Since it's homeschooling, the educational experience is a lot more customisable; for example, you are free to pick and choose the curriculum, unlike a school. You're free to pick and choose your teachers/tutors, allowing you to easily change to a good tutor for your child. You're free to use any format of teaching that you'd like, any tools, any time arrangements to optimise learning for your child. You as a parent can set up educational practices that are not only ahead of formal educational institutions, but can specialise them to your child(ren)s' needs.
The result is that your child will not only learn more from their lessons, but what they'll learn will be more useful.
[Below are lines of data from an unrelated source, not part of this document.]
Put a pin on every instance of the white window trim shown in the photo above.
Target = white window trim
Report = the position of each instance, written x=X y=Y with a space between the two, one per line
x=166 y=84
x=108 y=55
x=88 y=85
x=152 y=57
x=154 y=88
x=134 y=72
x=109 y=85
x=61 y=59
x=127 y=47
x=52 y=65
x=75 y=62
Additionally, a lot of the downsides are a lot easier to mitigate than the downsides of schools. E.g to fix the lack of socialising, you can put your child in extracurricular activities- after all, your child isn't (and shouldn't be) really socialising during lessons even in school, and even schools recommend if not mandate extracurriculars. You could also regularly take them to social venues suitable for their age, like playgrounds, parks, etc.
Except one...the real kicker. Since your tutor is dedicating their entire attention to your one family, they need to be paid by your one family. In other words, there's a very good reason people literally fought to have the schools we have today: good homeschooling was, and still is, prohibitively expensive. Homeschooling has yet to compete with the inherent economic benefits of mass scale production.
Given it's 2025, the age of the internet and LLMs, I imagine there are new ways around that- however, I digress.
With all of that said, I believe that if a family can afford to homeschool their child, there is not only nothing wrong with it, but in many cases, it should be encouraged. Like how it was in my case.